Finally, we calculate the variance

\[ \text{V}(Y_1-3Y_2) = \text{V}(Y_1) -6\text{COV}(Y_1,Y_2) + 9\text{V}(Y_2) = \frac{3}{80}-\frac{6\times 1}{40} + \frac{9\times 1}{20} = \frac{27}{80}. \]

11.2 General Linear Functions of RVs

In this section, we discuss expectations and variance (covariance) between to linear functions of two sets of random variables without using specific joint density functions of multiple random variables. The results are the generalizations of those discussed in the previous section.

11.2.1 General Linear Functions

As our discussion involves more random variables, we will use the following notations in the subsequent results.

Let \(\{X_1, X_2, \cdots, X_m \}\) and \(\{Y_1, Y_2, \cdots, Y_n \}\) be two sets of random variables with

  1. \(E[X_i] = \mu_i\)

  2. \(E[Y_j]=\xi_j\)

  3. \(\text{V}[X_i] = \sigma_i^2\)

  4. \(\text{V}[Y_j] = \delta_j^2\)

  5. \(\text{COV}(X_i, Y_j) = \phi_{ij}\) for \(i = 1, 2, \cdots, m,\) and \(j=1,2,\cdots, n\).

Furthermore, we denote

  1. \(\text{COV}(X_i, X_k) = \theta_{ik}\) for \(1 \le i, k \le I \text{ and } i \ne k\),

  2. \(\text{COV}(Y_j, Y_l) = \omega_{jl}\) for \(1 \le j, l \le I \text{ and } j \ne l\).

Define

\[ U = \sum_{i=1}^m a_iX_i \ \text{ and } \ V = \sum_{j=1}^m b_jY_j \]

We have defined the expectation of a linear function of random variables in the following

\[ E[U] = E[\sum_{i=1}^m a_iX_i] = \sum_{i=1}^ma_iE[X_i] = \sum_{i=1}^m a_i\mu_i. \]

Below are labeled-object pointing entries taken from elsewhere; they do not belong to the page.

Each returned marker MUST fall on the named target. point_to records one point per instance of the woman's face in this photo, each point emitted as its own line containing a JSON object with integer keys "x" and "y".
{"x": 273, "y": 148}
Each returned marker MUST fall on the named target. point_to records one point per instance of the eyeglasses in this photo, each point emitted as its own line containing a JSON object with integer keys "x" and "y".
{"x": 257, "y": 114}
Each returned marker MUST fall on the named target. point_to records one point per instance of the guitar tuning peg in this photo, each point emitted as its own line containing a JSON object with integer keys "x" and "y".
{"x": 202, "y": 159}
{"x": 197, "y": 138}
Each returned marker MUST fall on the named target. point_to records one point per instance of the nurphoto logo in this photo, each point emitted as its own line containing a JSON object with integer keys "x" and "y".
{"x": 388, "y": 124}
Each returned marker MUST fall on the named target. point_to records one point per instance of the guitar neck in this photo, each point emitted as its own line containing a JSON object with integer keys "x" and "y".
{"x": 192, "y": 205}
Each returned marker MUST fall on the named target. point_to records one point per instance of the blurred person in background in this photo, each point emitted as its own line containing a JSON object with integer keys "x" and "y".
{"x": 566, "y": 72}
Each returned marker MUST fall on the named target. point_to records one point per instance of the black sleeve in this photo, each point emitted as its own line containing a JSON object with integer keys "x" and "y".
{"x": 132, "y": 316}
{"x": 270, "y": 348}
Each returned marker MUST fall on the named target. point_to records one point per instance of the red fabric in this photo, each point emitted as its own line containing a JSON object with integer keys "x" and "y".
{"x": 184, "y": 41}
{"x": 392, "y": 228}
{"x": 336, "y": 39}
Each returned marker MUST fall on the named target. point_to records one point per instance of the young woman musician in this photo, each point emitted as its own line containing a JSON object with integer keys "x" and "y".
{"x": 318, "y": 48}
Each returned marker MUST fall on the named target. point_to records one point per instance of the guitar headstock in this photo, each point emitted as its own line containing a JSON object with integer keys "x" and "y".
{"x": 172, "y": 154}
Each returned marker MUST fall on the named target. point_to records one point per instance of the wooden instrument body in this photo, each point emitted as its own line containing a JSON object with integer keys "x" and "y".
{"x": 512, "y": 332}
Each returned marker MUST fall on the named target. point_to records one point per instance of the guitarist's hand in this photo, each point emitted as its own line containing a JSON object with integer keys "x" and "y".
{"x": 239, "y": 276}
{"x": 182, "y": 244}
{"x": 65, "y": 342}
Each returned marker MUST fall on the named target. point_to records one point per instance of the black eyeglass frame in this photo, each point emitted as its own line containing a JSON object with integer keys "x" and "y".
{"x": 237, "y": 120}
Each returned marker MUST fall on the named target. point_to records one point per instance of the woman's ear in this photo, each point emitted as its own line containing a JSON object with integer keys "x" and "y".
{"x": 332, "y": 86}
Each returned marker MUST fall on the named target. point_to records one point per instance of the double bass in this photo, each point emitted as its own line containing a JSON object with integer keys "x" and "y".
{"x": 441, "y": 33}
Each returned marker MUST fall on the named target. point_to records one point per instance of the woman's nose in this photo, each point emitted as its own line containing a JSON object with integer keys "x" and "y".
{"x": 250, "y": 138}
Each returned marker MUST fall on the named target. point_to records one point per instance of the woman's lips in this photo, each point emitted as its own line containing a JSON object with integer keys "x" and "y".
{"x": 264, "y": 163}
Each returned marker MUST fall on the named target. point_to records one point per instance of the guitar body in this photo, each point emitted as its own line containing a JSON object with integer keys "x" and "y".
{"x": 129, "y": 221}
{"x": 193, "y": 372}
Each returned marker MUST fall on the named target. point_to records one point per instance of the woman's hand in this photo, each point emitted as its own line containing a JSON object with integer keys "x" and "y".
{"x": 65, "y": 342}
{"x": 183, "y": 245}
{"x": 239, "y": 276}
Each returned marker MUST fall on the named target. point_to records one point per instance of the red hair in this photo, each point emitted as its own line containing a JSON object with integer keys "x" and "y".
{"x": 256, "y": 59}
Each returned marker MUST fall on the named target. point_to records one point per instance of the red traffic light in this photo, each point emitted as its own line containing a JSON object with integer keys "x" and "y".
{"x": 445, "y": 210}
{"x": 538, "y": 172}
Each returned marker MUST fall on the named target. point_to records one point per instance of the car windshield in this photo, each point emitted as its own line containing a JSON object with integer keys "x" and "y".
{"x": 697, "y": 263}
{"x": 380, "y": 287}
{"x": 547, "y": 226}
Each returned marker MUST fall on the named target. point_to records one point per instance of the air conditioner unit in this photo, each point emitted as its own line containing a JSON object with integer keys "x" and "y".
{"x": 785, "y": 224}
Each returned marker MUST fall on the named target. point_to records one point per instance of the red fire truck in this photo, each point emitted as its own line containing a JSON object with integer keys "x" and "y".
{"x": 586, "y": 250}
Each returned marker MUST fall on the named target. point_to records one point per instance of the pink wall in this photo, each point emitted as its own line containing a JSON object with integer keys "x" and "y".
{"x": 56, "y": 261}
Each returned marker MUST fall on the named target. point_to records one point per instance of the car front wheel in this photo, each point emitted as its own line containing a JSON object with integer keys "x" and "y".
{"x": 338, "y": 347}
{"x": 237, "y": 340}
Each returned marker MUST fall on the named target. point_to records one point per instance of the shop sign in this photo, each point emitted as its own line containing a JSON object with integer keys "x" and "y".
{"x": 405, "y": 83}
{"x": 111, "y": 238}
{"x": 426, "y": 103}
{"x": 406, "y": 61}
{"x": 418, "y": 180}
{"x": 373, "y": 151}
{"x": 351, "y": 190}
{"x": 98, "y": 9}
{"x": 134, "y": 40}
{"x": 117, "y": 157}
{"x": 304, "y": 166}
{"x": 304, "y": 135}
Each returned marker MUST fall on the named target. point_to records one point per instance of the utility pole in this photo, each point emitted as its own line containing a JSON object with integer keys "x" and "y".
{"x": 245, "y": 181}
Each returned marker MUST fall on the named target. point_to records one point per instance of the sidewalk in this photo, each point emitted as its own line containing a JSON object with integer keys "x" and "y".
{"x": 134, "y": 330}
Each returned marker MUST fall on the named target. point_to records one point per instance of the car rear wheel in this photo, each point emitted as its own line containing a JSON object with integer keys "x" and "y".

\[ \text{V}[U] = E\left[\left(\sum_{i=1}^m a_iX_i - \sum_{i=1}^m a_i\mu_i \right)^2\right] = E\left[\left(\sum_{i=1}^m a_i(X_i - \mu_i) \right)^2\right] \]

Note that

\[ \left(\sum_{i=1}^m a_i(X_i - \mu_i) \right)^2 = \sum_{i=1}^ma_i^2(X_i-\mu_i)^2 + 2\sum_{j<k}a_ia_k(X_i-\mu_i)(X_k-\mu_k) \]

Therefore,

\[ \text{V}(U) = \sum_{i=1}^ma_i^2E\left[(X_i-\mu_i)^2\right] + 2\sum_{i<k}a_ia_kE\left[(X_i-\mu_i)(X_k-\mu_k)\right] = \sum_{i=1}^ma_i^2\sigma_i^2+2\sum_{i<k}a_ia_k \theta_{ik} \] Similarly,

\[ \text{V}(V) = \sum_{j=1}^nb_j^2E\left[(Y_j-\xi_j)^2\right] + 2\sum_{j<l}b_jb_lE\left[(Y_j-\xi_j)(Y_l-\xi_l)\right] = \sum_{j=1}^nb_j^2\delta_j^2+2\sum_{j<l}b_jb_l \omega_{jl} \]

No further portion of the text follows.